Dimanche à Caracas, c'était comme le pouls d'un continent qui se lève. Des milliers ont envahi les rues, jeunes et vieux côte à côte, pour demander la libération du Président Nicolás Maduro et de sa femme, Cilia Flores. Leur cri de ralliement ? Mettre fin à l'ingérence militaire des États-Unis et respecter le droit du Venezuela à décider de son propre avenir.
"Ils nous anéantissent pour s'emparer de ce qui fait d'eux les rois du monde ; ils ne valorisent aucun peuple," a déclaré Marina Gutiérrez.
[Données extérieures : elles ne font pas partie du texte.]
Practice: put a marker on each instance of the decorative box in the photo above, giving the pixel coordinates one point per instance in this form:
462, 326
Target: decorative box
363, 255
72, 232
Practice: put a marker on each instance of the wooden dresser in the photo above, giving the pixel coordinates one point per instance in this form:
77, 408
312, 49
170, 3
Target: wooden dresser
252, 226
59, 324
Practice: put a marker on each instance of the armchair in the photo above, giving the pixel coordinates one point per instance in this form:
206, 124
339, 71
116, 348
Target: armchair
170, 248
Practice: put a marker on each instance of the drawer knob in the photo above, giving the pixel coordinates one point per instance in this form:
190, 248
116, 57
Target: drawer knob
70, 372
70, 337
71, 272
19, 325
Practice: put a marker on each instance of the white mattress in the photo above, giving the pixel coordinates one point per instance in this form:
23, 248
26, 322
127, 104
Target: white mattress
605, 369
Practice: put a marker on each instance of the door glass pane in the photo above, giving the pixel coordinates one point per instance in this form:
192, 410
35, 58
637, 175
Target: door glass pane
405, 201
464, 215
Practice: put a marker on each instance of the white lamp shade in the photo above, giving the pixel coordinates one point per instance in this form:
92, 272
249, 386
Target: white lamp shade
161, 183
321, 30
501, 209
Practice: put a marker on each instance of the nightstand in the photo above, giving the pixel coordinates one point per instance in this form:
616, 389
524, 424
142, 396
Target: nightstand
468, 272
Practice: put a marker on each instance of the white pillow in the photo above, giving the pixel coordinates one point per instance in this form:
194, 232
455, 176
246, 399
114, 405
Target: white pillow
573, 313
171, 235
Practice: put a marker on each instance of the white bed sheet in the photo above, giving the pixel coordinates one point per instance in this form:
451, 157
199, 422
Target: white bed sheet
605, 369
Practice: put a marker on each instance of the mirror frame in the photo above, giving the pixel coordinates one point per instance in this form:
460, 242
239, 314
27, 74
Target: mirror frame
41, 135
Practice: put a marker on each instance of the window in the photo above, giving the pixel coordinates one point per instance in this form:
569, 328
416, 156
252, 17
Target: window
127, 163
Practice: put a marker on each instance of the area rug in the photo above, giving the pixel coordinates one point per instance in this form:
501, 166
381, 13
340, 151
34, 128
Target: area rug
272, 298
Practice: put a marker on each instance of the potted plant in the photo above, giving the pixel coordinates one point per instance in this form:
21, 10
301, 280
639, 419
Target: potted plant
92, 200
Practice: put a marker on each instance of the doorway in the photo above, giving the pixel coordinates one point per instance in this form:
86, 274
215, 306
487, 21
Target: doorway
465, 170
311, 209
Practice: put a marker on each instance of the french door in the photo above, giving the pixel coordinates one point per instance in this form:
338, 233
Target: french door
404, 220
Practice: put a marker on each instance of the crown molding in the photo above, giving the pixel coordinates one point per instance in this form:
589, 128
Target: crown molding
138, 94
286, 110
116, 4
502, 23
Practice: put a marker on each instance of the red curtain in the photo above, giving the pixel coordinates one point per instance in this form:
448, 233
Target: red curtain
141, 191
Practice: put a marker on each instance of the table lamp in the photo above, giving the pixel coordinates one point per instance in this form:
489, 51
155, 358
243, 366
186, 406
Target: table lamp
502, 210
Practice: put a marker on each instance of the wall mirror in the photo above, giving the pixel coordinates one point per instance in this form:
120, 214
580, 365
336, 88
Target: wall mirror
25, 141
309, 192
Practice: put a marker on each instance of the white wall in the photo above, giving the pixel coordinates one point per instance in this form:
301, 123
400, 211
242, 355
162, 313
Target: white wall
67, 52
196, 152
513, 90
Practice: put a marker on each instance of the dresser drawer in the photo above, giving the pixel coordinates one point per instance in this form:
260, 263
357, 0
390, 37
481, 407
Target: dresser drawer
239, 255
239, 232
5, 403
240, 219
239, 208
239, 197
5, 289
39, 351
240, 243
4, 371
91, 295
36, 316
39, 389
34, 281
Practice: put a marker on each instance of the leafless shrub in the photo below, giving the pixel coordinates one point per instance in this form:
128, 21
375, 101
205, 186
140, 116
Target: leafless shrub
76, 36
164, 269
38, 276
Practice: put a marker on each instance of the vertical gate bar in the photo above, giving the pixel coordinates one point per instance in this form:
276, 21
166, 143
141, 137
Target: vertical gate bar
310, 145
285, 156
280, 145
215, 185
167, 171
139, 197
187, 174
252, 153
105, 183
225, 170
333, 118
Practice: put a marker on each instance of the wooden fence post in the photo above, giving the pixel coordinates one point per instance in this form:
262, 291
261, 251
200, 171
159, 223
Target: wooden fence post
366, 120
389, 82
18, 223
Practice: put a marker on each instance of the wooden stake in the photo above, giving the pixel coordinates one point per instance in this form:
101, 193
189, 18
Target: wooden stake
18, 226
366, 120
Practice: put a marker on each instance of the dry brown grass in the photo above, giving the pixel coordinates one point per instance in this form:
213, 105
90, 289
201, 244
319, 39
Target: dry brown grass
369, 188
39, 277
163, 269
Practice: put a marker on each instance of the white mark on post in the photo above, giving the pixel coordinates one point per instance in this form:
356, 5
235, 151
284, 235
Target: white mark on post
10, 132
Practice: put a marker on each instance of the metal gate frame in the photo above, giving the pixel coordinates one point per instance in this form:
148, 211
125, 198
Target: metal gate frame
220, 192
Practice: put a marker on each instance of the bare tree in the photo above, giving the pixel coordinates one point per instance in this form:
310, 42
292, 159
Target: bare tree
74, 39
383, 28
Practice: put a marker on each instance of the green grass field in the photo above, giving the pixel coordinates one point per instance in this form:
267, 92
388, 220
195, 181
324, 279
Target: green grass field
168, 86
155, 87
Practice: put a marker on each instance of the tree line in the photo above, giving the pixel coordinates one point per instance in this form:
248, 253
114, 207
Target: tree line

Ses mots ont résonné avec beaucoup de gens du Sud global qui ont vu des nations puissantes intervenir pour le profit, ignorant les voix locales.
Marta Zanches n'a pas mâché ses mots non plus. "Les États-Unis doivent respecter les droits de l'homme—assez d'ingérence dans nos vies," a-t-elle déclaré, alors que des bannières flottaient et que les klaxons de voitures clamaient une demande unifiée de paix et de souveraineté.
Des étudiants aux vendeurs de rue, cette manifestation est devenue un rappel vif que le vrai changement commence à la base. Alors que la nuit tombait sur Caracas, les participants portaient un message d'espoir : la souveraineté n'est pas juste un mot—c'est le droit d'être entendu et de façonner son destin.